A Mensagem do Padre DJ para os Jovens

O objetivo do Padre DJ com esses eventos é claro. Antes da apresentação, ele explicou à agência AFP sua intenção. Ele quer que a música “toque os corações” das pessoas. Ele espera que os jovens voltem para casa com o desejo de “mudar o mundo”. Essa abordagem, portanto, busca modernizar a forma como a fé é apresentada. Ela a torna mais acessível e atraente para as novas gerações. Por exemplo, Tomás Ferreira, um advogado de 25 anos, achou a iniciativa excelente.
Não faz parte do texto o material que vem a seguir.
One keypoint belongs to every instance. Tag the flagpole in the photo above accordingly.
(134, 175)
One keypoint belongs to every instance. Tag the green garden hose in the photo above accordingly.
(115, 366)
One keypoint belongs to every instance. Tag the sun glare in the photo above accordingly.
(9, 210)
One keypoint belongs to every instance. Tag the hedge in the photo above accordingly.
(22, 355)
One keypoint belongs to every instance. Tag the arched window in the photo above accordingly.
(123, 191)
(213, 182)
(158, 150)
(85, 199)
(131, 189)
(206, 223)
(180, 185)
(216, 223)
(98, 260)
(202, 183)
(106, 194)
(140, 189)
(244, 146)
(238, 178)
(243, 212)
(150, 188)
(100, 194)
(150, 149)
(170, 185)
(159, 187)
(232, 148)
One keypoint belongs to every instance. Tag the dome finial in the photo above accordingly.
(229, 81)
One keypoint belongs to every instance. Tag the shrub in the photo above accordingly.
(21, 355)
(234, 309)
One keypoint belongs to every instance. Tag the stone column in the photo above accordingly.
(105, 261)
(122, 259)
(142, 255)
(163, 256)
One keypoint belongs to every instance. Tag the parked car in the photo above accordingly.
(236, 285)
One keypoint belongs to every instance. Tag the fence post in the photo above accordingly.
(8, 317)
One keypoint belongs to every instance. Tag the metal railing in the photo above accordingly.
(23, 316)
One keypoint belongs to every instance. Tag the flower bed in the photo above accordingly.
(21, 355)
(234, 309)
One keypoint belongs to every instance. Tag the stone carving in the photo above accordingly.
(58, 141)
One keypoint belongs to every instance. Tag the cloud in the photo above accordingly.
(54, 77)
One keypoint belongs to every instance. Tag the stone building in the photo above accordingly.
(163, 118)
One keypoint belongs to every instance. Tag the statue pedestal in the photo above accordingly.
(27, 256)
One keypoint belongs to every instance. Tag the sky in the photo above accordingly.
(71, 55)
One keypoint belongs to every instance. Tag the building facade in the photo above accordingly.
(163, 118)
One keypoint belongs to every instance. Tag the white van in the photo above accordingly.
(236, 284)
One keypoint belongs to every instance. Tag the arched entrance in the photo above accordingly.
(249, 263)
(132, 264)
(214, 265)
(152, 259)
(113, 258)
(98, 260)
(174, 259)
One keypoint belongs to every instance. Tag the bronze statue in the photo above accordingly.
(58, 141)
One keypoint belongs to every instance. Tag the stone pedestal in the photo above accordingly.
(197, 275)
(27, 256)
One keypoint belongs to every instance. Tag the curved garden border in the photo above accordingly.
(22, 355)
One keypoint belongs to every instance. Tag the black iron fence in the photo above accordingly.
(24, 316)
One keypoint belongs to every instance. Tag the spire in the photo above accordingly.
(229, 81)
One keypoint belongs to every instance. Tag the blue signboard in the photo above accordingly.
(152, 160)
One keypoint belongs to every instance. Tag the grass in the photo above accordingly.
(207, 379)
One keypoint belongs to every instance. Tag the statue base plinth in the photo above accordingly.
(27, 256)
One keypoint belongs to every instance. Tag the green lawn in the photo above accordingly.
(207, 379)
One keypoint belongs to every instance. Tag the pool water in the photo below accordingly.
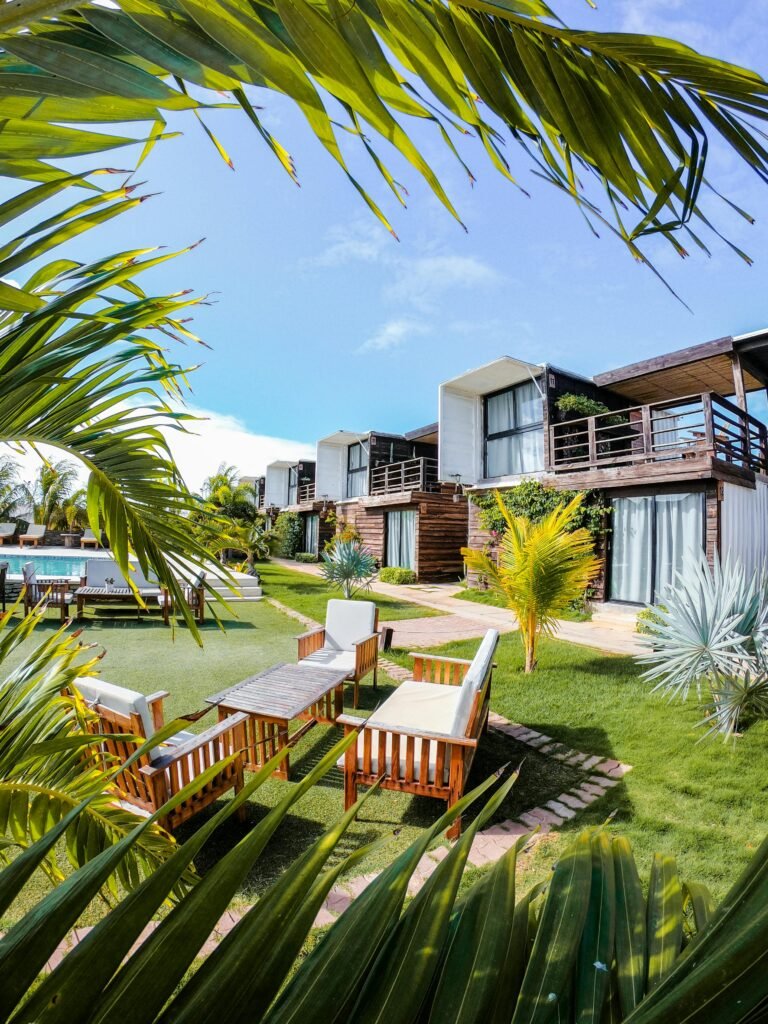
(46, 565)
Ele não é católico, mas afirmou que é bom “que o padre tente unir as pessoas com a música eletrônica e a religião”. Além disso, ele observou que “a religião está se modernizando e isso é bom”. Isso mostra uma perspectiva positiva sobre a inovação. Ferreira já havia assistido a uma apresentação do Padre DJ em Lisboa no ano anterior, em 2023.

A História do Padre DJ Guilherme Peixoto

Natural de Guimarães, em Portugal, Guilherme Peixoto é padre da Arquidiocese de Braga desde 1999. Contudo, a música sempre fez parte da sua vida. Ele foi seminarista aos 13 anos. Na juventude, já tocava órgão em uma banda de pop-rock com colegas do seminário. Ele recordou à AFP sua visão. Para ele, “ir para a igreja e sair para um bar ou um clube para ouvir música era igual, era normal”.

No início dos anos 2000, o Padre DJ começou a organizar noites de karaokê. O objetivo era arrecadar dinheiro para sua paróquia, que estava com dívidas. Foi nesse período que ele começou a fazer mixagens. Ele comprou equipamentos. Começou a ver vídeos no YouTube. Aprendeu sozinho por anos. Esse processo de aprendizado foi longo e complexo. Ele não só aprendeu a organizar um set, mas também a mergulhar na cultura da música eletrônica. Ele entendeu o que significa uma “viagem” musical eletrônica. Portanto, sua jornada como Padre DJ é uma fusão de sua vocação religiosa com sua paixão pela música. Ele utiliza a música como uma ferramenta para a evangelização.